WHAT IS 'Flat On A Failure'

Flat on a failure is a financial term that refers to a specific closing situation where a security hits but does not exceed a target level.

BREAKING DOWN 'Flat On A Failure'

Flat on a failure is when a trader chooses to close out a position on a security and take the profits when the security in question moves up to a target level but fails to break through it.

A breakout refers to an instance in which the price of a security moves past a previously identified resistance level. When a trader goes flat on a failure, they have tracked a security and purchased it with the belief that its value will increase and break its current proposed resistance level. But because securities do not break a resistance level at each approach to said level, a trader may not see the increase they anticipated when purchasing the security.
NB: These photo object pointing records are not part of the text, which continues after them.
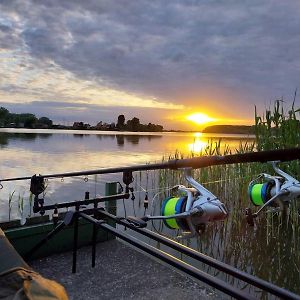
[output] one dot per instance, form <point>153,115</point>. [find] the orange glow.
<point>200,118</point>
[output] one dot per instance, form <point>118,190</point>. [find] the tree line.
<point>26,120</point>
<point>135,125</point>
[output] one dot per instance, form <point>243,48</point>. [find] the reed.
<point>270,250</point>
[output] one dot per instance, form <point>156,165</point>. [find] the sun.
<point>200,118</point>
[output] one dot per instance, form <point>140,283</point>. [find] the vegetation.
<point>26,120</point>
<point>275,235</point>
<point>230,129</point>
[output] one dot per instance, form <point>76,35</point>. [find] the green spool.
<point>256,194</point>
<point>168,209</point>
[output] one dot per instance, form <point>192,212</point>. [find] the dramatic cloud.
<point>196,55</point>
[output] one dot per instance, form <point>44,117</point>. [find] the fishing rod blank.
<point>171,260</point>
<point>262,284</point>
<point>195,163</point>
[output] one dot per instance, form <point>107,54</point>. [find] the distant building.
<point>81,125</point>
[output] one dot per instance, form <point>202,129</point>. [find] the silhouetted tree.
<point>121,122</point>
<point>45,121</point>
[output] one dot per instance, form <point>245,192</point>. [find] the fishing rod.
<point>194,163</point>
<point>272,192</point>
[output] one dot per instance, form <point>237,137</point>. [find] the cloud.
<point>162,53</point>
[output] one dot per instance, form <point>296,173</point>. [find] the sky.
<point>157,60</point>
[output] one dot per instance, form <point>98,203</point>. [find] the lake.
<point>27,152</point>
<point>269,250</point>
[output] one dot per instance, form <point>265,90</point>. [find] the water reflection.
<point>121,139</point>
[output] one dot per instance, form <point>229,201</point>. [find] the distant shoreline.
<point>216,129</point>
<point>230,129</point>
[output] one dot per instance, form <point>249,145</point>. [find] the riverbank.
<point>121,272</point>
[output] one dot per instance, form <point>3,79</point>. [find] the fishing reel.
<point>191,212</point>
<point>275,193</point>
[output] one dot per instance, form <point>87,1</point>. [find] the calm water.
<point>269,251</point>
<point>26,152</point>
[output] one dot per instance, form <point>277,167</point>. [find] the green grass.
<point>270,250</point>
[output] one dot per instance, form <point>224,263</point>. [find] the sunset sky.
<point>158,60</point>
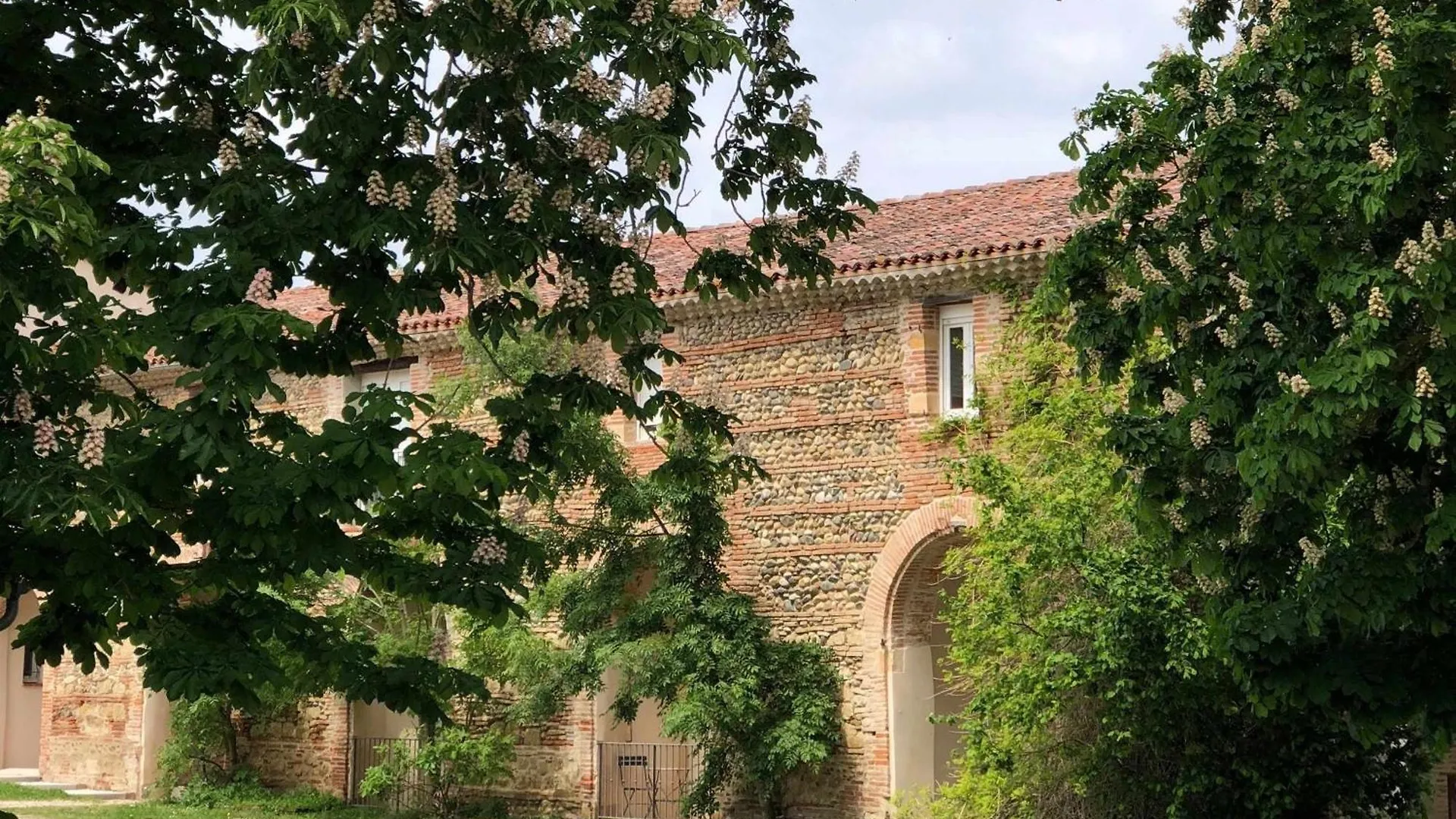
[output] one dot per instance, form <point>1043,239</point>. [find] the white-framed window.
<point>957,362</point>
<point>394,376</point>
<point>645,392</point>
<point>30,668</point>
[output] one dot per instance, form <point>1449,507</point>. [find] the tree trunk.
<point>229,736</point>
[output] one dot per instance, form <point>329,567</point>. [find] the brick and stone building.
<point>837,391</point>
If that is the case, the trader can choose to hold on to the security, taking a longer position and hoping that the next time the security approaches the resistance level it breaks through and reaches the originally anticipated price. Otherwise the trader can choose to sell the security for some profit, though not as much as anticipated had the security broken through. The latter option is called going flat on a failure. By going flat on a failure, the trader chooses a method that can extract the profit a trade has produced, while moving on to a potentially more lucrative situation. A trader deploys the flat on a failure strategy when they believe the security most likely will not move past the target level.

An Example of Flat on a Failure

For example, suppose that a trader trades on the forex market in currency pairs. The forex market, or the foreign exchange market, is where traders buy sell and speculate on currencies and is the largest and most liquid market in the financial world. On the forex market, currencies trade in currency pairs, essentially a quotation of two different currencies with the value of one currency based on that of the other. The currency listed first is the base currency and the second is the the quote currency. The trader in this situation has a long position on a specific currency pair and the exchange rate moves upward in the trader’s favor only moderately. The currency pair does not move past the proposed resistance level. The trader expected the resistance level to catalyze an even greater increase, which does not occur. The trader in this case could deem the trade flat on a failure and close the position, taking whatever profit the currency pair has thus far earned.